HARRISBURG — Two officials with the Luzerne County Transportation Authority have been charged for submitting false ridership data to PennDOT, according to...

HARRISBURG -- Two officials with the Luzerne County Transportation Authority have been charged for submitting false ridership data to PennDOT, according to the state attorney general's office.

The arrests come after a statewide grand jury investigation that recommended criminal charges.

According to the grand jury, Stanley Strelish, executive director of LCTA and Robb Henderson, LCTA operations manager, conspired to falsely inflate senior ridership data by directing drivers to depress the senior citizen rider button as many times as they want – a practice known as "hitting the button."

Ghost Riders is short hand for the practice of falsely inflating ridership numbers in order to qualify for more public funding.

That's the scheme the managers of the Luzerne County Transportation Authority were charged with on Wednesday.

Executive director Stanley Strelish, and operations manager Robb Henderson face a total of 52 criminal charges and now the LCTA board will decide what to do about their jobs.

Strelish walked into a magistrate's office Wednesday morning near Harrisburg.
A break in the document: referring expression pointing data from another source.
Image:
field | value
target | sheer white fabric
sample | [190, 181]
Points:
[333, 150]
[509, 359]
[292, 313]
Strelish faces a series of felony charges including tampering with public records, and conspiracy to commit theft by deception.

The state attorney general's office says Strelish and Henderson were behind a plan to inflate senior ridership on LCTA buses and according to Pennsylvania Attorney General Kathleen Kane, to "defraud the commonwealth of $3.1 million."
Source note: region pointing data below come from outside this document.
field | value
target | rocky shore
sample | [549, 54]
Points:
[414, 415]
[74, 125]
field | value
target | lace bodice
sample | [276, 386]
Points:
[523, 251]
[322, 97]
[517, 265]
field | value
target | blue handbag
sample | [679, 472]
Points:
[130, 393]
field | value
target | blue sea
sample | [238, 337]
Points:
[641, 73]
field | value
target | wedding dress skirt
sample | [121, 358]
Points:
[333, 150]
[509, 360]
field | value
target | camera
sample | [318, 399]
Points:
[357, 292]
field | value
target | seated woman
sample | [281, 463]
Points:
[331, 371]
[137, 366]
"They're still charges, they're not conclusions of anything, so we have to have further determinations made through the court system," said LCTA solicitor Joseph Blazosek.

Blasozek says the authority's board of directors plans to have an emergency meeting Tuesday night to decide what to do with Strelish and Henderson.

The indictments follow a PennDOT audit last year. it found that from 2007 to 2011, inflated senior ridership figures cost taxpayers $3.16 million in government reimbursements the LCTA was not entitled to.

PennDOT s audit reviewed video from buses comparing the LCTA's reported senior ridership to the actual number of senior passengers.

On one route it found an LCTA driver claimed 53 senior riders during a day, when the audit found there was only one.

"That's sad. That shouldn't be," said Sharon Natt of West Pittston.

Natt says she's appalled by the indictments and by Strelish's alleged threats to cut bus routes if ridership numbers weren't high enough.

"It's important that they have this so it they cut the funding, that's going to be bad on us, definitely."

Strelish had no comment at his arraignment near Harrisburg.

Operations manager Robb Henderson used his Facebook page to write, "Not everyone charged with a crime is guilty. People you thought were friends will lie for some personal vendetta."

So far, there are no allegations that Strelish and Henderson used the inflated senior ridership numbers for their own personal benefit.

Strelish, 60, of Wilkes-Barre, is charged with seven counts of tampering with public records, seven counts of unsworn falsification to authorities, seven counts of false swearing, seven counts of obstructing administration of a government function, six counts of dealing in the proceeds of unlawful activity, six counts of theft by deception, six counts of conspiracy to commit theft by deception and one count of attempted theft by deception.

Henderson, 58, of Exeter, is charged with seven counts of conspiracy to commit tampering with public records or information, seven counts of conspiracy to commit aiding the consummation of a crime, seven counts of conspiracy to commit the obstruction of law or other governmental function and six counts of conspiracy to commit dealing in the proceeds of illegal activity.

The case will be prosecuted in Dauphin County by Senior Deputy Attorney General Bernard Anderson of the Office of Attorney General's Criminal Prosecutions Section.